Craps can look a little complicated if you’re approaching the table for the first time – especially if there are twenty people around it screaming their lungs out. But the game was stripped down at Mr. Royalty’s table. He was the only one rolling.

The rules are fairly simple. If Mr. Royalty bets the pass line and his first roll of the two dice totals 7 or 11, he’s a winner. There’s only a 22 percent chance of that happening.

If Mr. Royalty’s first roll totals a 2, 3 or 12, then we take Mr. Royalty’s money. That will do him in 11 percent of the time.

If Mr. Royalty’s first roll is 4, 5, 6, 8, 9 or 10, then that number will be Mr. Royalty’s point. He’ll have to roll his point again before he rolls a 7 in order to win. If he rolls a 7 before he rolls his point, he loses.

After Mr. Royalty makes a point, the odds are only slightly in our favor that he won’t make his number: 51.3 percent. But once he begins to roll, the odds climb in our favor.

  • 67 percent of the time, he’ll roll a 7 and lose before rolling another 4.
  • 60 percent of the time, he’ll roll a 7 and lose before rolling another 5.
  • 54 percent of the time, he’ll roll a 7 and lose before rolling another 6.
  • 54 percent of the time, he’ll roll a 7 and lose before rolling another 8.
  • 60 percent, he’ll roll a 7 and lose before rolling another 9.
  • 67 percent, he’ll roll a 7 and lose before rolling another 10.

There are plenty of ways to bet. The roller can have up to a dozen bets going at one time. But the more he picks up the dice, the more the odds grind against him. Eventually, he’ll be crushed.

Mr. Royalty scooped up the dice and shook them as if he could confuse them into forgetting that fact.

You know the feeling you get when a fighter you’ve bet on gets knocked down ten seconds into the fight? That ominous feeling? That the fates are against you, that the fight is already over before it even started?

Well then, you know the tension that spread through my gut when Mr. Royalty made his first point. He pumped his fists, and his entourage pumped with him. Then he reached out, swept in his winnings and pushed out his bets.

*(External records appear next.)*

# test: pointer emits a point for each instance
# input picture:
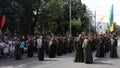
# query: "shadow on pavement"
(102, 63)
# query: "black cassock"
(17, 52)
(52, 49)
(41, 53)
(78, 50)
(100, 48)
(87, 51)
(30, 49)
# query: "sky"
(102, 8)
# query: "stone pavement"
(65, 61)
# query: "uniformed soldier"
(100, 47)
(40, 46)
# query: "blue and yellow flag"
(111, 20)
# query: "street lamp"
(70, 16)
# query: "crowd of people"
(52, 46)
(102, 44)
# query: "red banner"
(3, 22)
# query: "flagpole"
(70, 17)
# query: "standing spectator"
(113, 49)
(87, 50)
(40, 46)
(22, 45)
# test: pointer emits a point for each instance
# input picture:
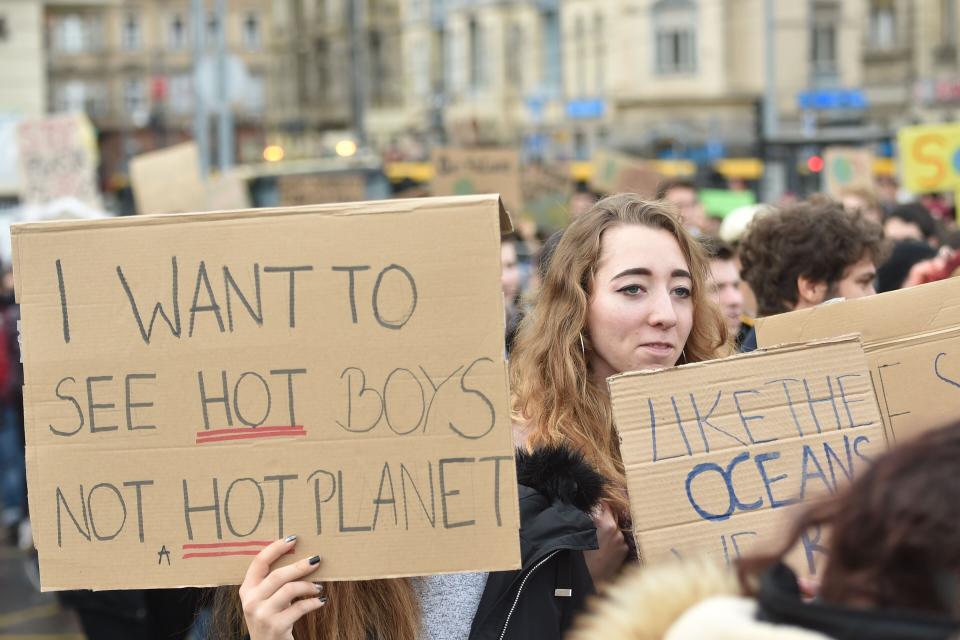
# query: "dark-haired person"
(892, 568)
(808, 253)
(682, 194)
(725, 284)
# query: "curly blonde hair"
(554, 395)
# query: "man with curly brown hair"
(808, 253)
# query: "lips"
(661, 348)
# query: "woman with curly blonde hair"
(625, 289)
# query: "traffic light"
(815, 164)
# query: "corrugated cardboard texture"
(466, 171)
(58, 159)
(912, 340)
(719, 455)
(199, 385)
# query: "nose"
(662, 313)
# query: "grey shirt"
(448, 603)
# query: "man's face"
(689, 207)
(857, 282)
(725, 284)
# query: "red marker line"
(219, 545)
(247, 436)
(220, 554)
(231, 430)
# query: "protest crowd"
(289, 401)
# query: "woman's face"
(640, 309)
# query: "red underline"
(247, 436)
(216, 545)
(219, 554)
(228, 430)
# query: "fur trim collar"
(561, 474)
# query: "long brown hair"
(892, 534)
(554, 395)
(381, 609)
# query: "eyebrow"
(643, 271)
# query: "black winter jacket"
(558, 490)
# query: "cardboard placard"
(168, 181)
(298, 190)
(58, 159)
(316, 371)
(847, 167)
(927, 157)
(467, 171)
(615, 172)
(912, 341)
(720, 454)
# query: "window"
(251, 32)
(253, 100)
(550, 62)
(134, 97)
(514, 57)
(580, 64)
(177, 33)
(180, 99)
(823, 39)
(477, 72)
(599, 38)
(675, 24)
(213, 28)
(883, 17)
(130, 33)
(68, 34)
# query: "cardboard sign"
(928, 157)
(720, 454)
(58, 159)
(467, 171)
(168, 181)
(320, 189)
(912, 341)
(847, 167)
(615, 172)
(314, 371)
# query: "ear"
(810, 292)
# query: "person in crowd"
(726, 286)
(904, 256)
(891, 568)
(912, 222)
(510, 285)
(804, 255)
(626, 288)
(864, 201)
(683, 195)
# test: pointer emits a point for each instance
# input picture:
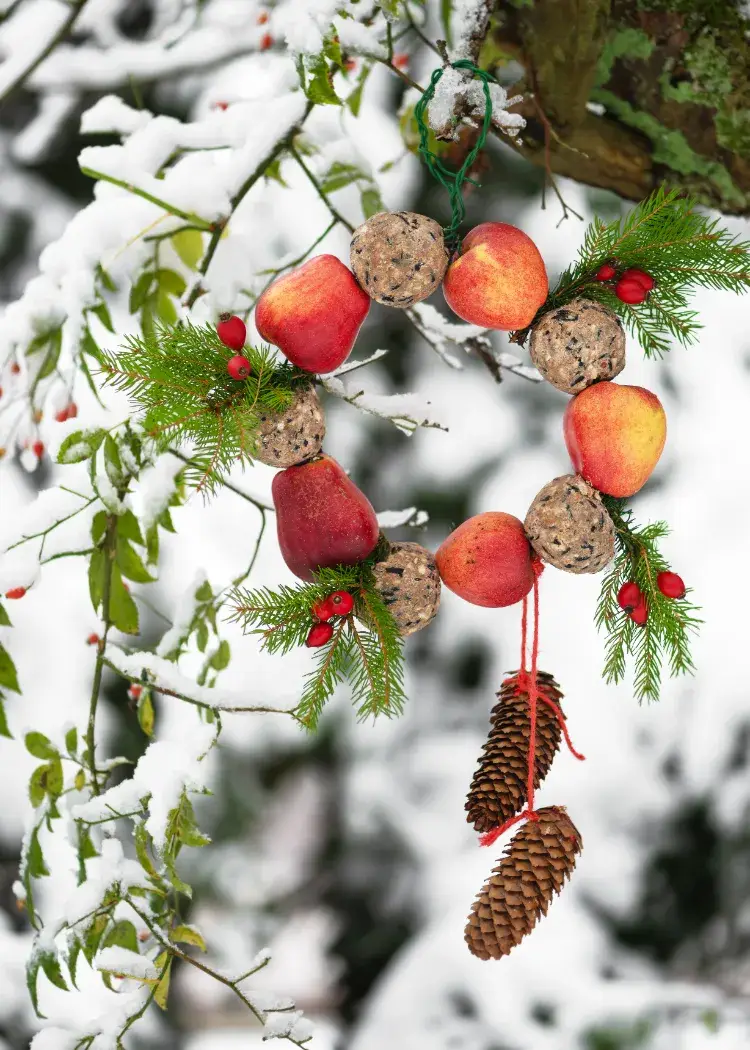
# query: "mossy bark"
(626, 95)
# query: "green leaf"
(171, 282)
(53, 355)
(122, 935)
(188, 935)
(4, 731)
(130, 564)
(139, 292)
(71, 741)
(8, 678)
(319, 87)
(123, 610)
(80, 445)
(99, 526)
(128, 527)
(98, 568)
(221, 658)
(102, 312)
(371, 201)
(145, 712)
(40, 746)
(162, 992)
(188, 245)
(38, 785)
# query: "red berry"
(629, 595)
(605, 272)
(640, 275)
(640, 613)
(670, 585)
(342, 603)
(319, 634)
(231, 331)
(631, 291)
(323, 609)
(238, 366)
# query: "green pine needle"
(681, 248)
(671, 622)
(178, 380)
(366, 650)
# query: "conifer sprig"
(178, 380)
(671, 622)
(678, 246)
(366, 650)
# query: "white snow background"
(407, 778)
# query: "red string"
(526, 683)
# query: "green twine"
(453, 181)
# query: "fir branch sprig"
(366, 650)
(178, 380)
(678, 246)
(671, 622)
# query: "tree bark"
(627, 95)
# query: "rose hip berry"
(629, 595)
(231, 331)
(238, 366)
(319, 635)
(631, 291)
(605, 272)
(670, 585)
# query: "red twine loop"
(527, 683)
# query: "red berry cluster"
(338, 604)
(232, 332)
(631, 599)
(631, 286)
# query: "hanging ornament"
(538, 860)
(498, 790)
(578, 344)
(615, 436)
(313, 314)
(487, 561)
(323, 519)
(399, 257)
(568, 526)
(293, 436)
(409, 583)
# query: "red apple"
(487, 560)
(313, 314)
(323, 519)
(615, 436)
(498, 280)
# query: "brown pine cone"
(538, 860)
(499, 786)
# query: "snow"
(163, 774)
(122, 962)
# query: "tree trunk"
(627, 95)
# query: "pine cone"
(499, 786)
(537, 861)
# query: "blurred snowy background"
(348, 854)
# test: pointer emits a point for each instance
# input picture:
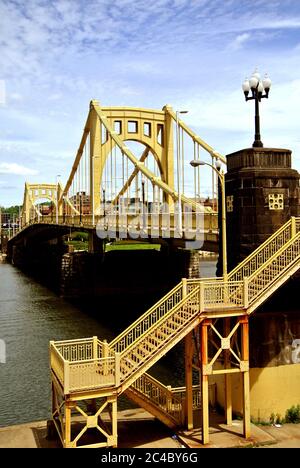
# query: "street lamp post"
(257, 87)
(143, 201)
(56, 198)
(178, 169)
(221, 176)
(80, 207)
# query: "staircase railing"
(160, 396)
(265, 251)
(148, 319)
(274, 268)
(158, 335)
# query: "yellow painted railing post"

Right from the start, he was betting on himself in almost every possible way.
Mr. Royalty won his second roll, the third and the fourth. A mountain of chips began to rise in front of his belly. He reached for the dice and won again.

I looked down at the floor. When you’re in a fight, it’s no good to look down.

“Call Johnny D,” I said to Randy. “See how much he’s winning.”